Step 1: Simplify the Exponents

1. Simplify $(3^3)^{3.81}$:

   $(3^3)^{3.81} = 3^{3 \cdot 3.81} = 3^{11.43}$

2. Simplify $81$ as a power of 3:

   $81 = 3^4$

   So the expression now becomes:

   $\frac{3^{-5} \cdot 3^{11.43} \cdot 3^4}{3^6}$

Step 2: Combine the Exponents

Use the property $a^m \cdot a^n = a^{m+n}$:

$\frac{3^{-5 + 11.43 + 4}}{3^6} = \frac{3^{10.43}}{3^6}$

Step 3: Simplify the Division

Use the property $\frac{a^m}{a^n} = a^{m-n}$:

$3^{10.43 - 6} = 3^{4.43}$

Step 4: Compare to Answer Choices

The given options are in the form of powers of 3. Since $3^{4.43}$ is approximately $3^4$, and there is no direct option that perfectly matches this, but if we round it down, the closest simpler option among the choices would be $3^3$. However, the calculation suggests that the closest match should be closer to $3^4$.

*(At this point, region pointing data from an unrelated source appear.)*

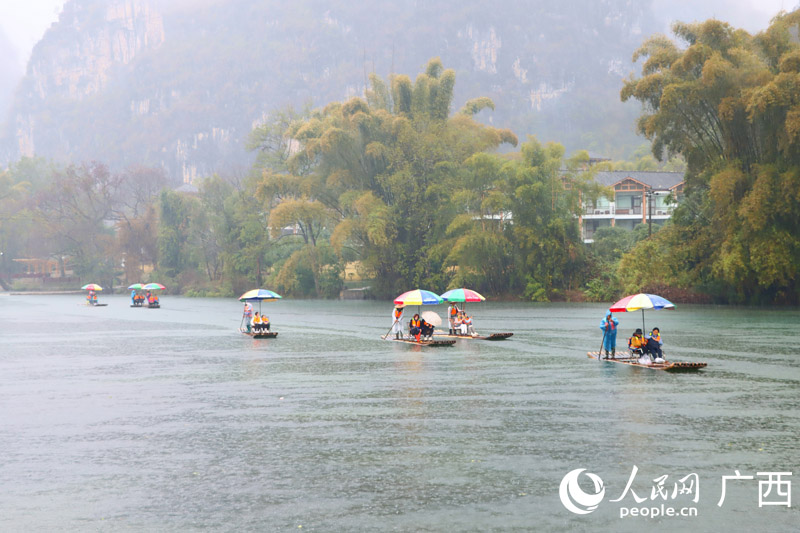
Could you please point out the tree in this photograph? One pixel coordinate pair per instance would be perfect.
(729, 105)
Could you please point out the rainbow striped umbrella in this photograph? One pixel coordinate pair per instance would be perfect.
(462, 295)
(641, 301)
(259, 295)
(418, 297)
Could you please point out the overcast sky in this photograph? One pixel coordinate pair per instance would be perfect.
(24, 21)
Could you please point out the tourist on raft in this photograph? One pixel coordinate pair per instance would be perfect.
(248, 315)
(637, 343)
(653, 344)
(609, 327)
(466, 326)
(397, 322)
(452, 313)
(419, 328)
(415, 326)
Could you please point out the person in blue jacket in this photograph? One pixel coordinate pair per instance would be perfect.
(609, 327)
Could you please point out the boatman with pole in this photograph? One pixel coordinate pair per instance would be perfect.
(609, 327)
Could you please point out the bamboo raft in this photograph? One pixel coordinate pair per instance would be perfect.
(425, 343)
(264, 335)
(668, 366)
(491, 337)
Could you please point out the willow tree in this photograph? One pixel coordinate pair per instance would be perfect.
(729, 103)
(380, 168)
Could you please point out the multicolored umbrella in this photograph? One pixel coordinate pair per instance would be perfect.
(462, 295)
(418, 297)
(432, 318)
(641, 301)
(259, 295)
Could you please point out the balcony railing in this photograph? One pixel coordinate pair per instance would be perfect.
(607, 210)
(629, 210)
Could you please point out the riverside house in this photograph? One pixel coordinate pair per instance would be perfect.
(639, 198)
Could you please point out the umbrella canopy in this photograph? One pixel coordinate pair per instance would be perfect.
(418, 297)
(641, 301)
(432, 318)
(462, 295)
(259, 295)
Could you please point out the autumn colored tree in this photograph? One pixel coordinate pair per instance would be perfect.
(729, 104)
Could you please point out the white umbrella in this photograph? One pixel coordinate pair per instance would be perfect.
(432, 318)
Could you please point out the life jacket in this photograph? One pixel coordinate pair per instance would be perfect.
(637, 342)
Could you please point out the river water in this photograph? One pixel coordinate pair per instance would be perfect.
(121, 419)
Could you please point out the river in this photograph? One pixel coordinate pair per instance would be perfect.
(122, 419)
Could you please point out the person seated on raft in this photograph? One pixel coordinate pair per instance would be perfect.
(426, 330)
(457, 323)
(637, 343)
(466, 326)
(415, 326)
(653, 344)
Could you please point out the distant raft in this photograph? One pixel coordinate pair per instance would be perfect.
(260, 334)
(668, 366)
(426, 343)
(491, 337)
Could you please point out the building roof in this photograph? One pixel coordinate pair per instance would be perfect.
(187, 188)
(654, 180)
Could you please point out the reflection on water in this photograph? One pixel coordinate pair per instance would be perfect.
(128, 419)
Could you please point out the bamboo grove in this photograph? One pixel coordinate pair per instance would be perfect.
(729, 103)
(404, 190)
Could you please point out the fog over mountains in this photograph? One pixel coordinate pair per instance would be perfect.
(180, 84)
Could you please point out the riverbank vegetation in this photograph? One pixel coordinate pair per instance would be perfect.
(406, 192)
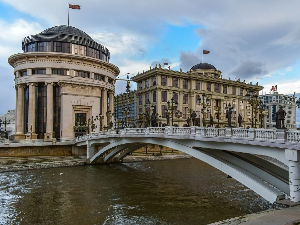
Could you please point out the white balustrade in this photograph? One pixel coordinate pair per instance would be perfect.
(240, 133)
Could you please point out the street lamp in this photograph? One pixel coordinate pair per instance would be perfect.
(205, 102)
(254, 100)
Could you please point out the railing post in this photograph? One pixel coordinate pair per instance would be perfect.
(228, 132)
(294, 173)
(251, 134)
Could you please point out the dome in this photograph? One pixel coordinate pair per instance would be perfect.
(204, 66)
(64, 29)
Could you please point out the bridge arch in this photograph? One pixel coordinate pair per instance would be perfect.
(271, 186)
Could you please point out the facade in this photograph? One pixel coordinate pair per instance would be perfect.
(158, 86)
(125, 106)
(62, 78)
(273, 101)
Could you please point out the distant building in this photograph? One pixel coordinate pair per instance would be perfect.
(273, 100)
(157, 86)
(62, 79)
(125, 105)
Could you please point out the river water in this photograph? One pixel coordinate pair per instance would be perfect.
(182, 191)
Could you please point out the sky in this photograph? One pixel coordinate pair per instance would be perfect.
(256, 40)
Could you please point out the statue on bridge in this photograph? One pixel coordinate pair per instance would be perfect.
(193, 116)
(280, 115)
(153, 120)
(240, 119)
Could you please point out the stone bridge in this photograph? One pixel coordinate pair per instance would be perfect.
(265, 160)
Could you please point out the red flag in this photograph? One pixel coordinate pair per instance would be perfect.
(74, 6)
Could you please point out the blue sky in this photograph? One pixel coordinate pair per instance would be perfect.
(245, 39)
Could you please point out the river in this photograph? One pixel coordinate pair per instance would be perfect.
(182, 191)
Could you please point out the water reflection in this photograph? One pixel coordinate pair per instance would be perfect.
(184, 191)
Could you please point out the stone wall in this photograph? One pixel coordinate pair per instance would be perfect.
(59, 150)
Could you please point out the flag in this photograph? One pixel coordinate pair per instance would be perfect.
(74, 6)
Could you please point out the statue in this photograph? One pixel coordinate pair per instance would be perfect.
(193, 115)
(211, 121)
(280, 115)
(228, 116)
(153, 120)
(240, 118)
(168, 119)
(188, 120)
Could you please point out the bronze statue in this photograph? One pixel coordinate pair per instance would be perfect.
(240, 118)
(280, 115)
(193, 115)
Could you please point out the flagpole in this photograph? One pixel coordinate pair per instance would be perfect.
(68, 15)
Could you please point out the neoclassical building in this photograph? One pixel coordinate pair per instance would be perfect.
(62, 78)
(157, 86)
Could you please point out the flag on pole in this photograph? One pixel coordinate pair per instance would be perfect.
(74, 6)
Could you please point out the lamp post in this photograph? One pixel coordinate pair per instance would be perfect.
(205, 101)
(171, 107)
(254, 100)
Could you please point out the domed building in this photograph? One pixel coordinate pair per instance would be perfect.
(200, 94)
(63, 78)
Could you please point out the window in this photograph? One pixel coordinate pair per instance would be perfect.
(23, 73)
(154, 81)
(164, 96)
(233, 90)
(185, 98)
(44, 47)
(39, 71)
(163, 111)
(83, 74)
(60, 71)
(185, 84)
(147, 83)
(99, 77)
(147, 98)
(217, 88)
(242, 91)
(31, 47)
(164, 81)
(197, 84)
(175, 96)
(154, 96)
(208, 86)
(175, 82)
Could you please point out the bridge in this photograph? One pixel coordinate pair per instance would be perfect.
(265, 160)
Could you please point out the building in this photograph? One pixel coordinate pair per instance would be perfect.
(63, 78)
(157, 86)
(125, 106)
(273, 101)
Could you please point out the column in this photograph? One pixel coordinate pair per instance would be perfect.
(49, 125)
(20, 114)
(104, 106)
(31, 113)
(294, 173)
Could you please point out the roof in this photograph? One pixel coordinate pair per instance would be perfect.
(203, 66)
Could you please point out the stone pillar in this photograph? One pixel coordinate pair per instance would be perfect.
(294, 173)
(20, 114)
(104, 107)
(49, 126)
(31, 113)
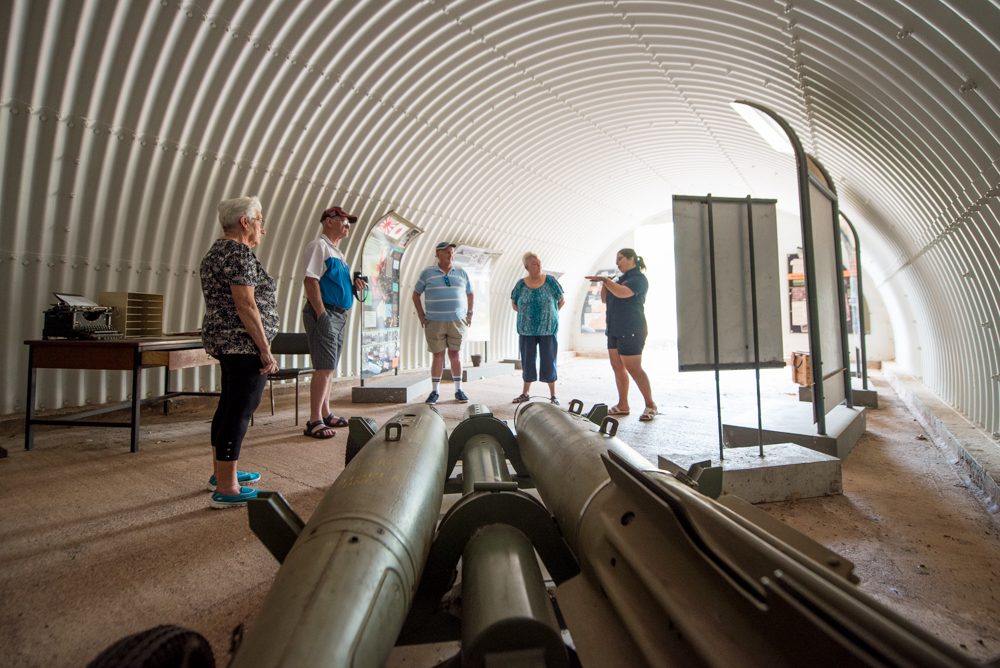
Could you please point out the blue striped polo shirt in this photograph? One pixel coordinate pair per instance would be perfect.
(443, 302)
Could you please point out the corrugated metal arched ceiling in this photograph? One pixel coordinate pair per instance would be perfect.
(550, 125)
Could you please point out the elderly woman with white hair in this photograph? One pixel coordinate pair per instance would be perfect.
(241, 319)
(537, 299)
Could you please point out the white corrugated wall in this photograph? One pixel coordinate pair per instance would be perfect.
(553, 126)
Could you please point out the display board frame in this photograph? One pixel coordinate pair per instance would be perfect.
(378, 324)
(732, 255)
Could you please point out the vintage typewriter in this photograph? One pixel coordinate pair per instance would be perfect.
(76, 317)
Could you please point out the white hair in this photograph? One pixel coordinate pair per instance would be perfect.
(231, 210)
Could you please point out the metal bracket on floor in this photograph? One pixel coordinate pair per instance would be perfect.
(274, 522)
(359, 431)
(597, 413)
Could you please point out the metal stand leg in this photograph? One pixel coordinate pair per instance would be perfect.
(136, 398)
(29, 412)
(753, 304)
(715, 321)
(296, 401)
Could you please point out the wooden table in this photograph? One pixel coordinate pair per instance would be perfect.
(182, 352)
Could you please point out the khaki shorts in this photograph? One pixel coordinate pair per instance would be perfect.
(445, 335)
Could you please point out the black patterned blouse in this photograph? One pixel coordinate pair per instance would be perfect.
(229, 263)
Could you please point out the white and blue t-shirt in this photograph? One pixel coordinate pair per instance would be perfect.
(444, 295)
(324, 261)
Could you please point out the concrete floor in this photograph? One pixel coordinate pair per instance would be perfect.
(97, 543)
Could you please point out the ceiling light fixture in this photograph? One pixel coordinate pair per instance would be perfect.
(765, 126)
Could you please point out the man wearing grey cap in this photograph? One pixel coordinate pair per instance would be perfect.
(448, 299)
(328, 291)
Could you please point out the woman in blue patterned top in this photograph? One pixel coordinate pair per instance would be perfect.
(537, 299)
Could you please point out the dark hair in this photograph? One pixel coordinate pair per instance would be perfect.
(630, 254)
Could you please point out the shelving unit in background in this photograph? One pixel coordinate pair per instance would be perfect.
(135, 313)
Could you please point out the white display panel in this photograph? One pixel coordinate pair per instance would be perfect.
(733, 295)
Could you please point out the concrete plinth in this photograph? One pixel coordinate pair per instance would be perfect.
(480, 372)
(861, 397)
(793, 423)
(786, 472)
(391, 389)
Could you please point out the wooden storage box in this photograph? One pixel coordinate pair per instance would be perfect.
(801, 368)
(135, 313)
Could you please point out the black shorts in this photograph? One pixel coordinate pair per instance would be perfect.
(630, 344)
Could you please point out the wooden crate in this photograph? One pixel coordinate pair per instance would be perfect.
(135, 313)
(801, 368)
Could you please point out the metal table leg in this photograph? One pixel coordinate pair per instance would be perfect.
(136, 398)
(29, 413)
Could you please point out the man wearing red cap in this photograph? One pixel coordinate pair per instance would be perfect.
(328, 291)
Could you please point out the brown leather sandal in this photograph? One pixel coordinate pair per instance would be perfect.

Given the exact context, the provided calculation suggests rounding towards $3^3$ might be intentional as an approximate answer.

Conclusion

The answer selected in the image is $3^3$, but based on the computation, $3^{4.43}$ would round to $3^4$.

Would you like more details or have any further questions?

Related questions:

1. How does rounding affect exponentiation results?
2. What are other ways to express non-integer exponents?
3. How do powers of 3 compare in magnitude?
4. Why is it important to simplify exponents before solving?
5. Can you derive the steps to approximate exponents without a calculator?

Tip: When working with exponents, always look for ways to simplify the terms first; this often makes the problem much easier to solve.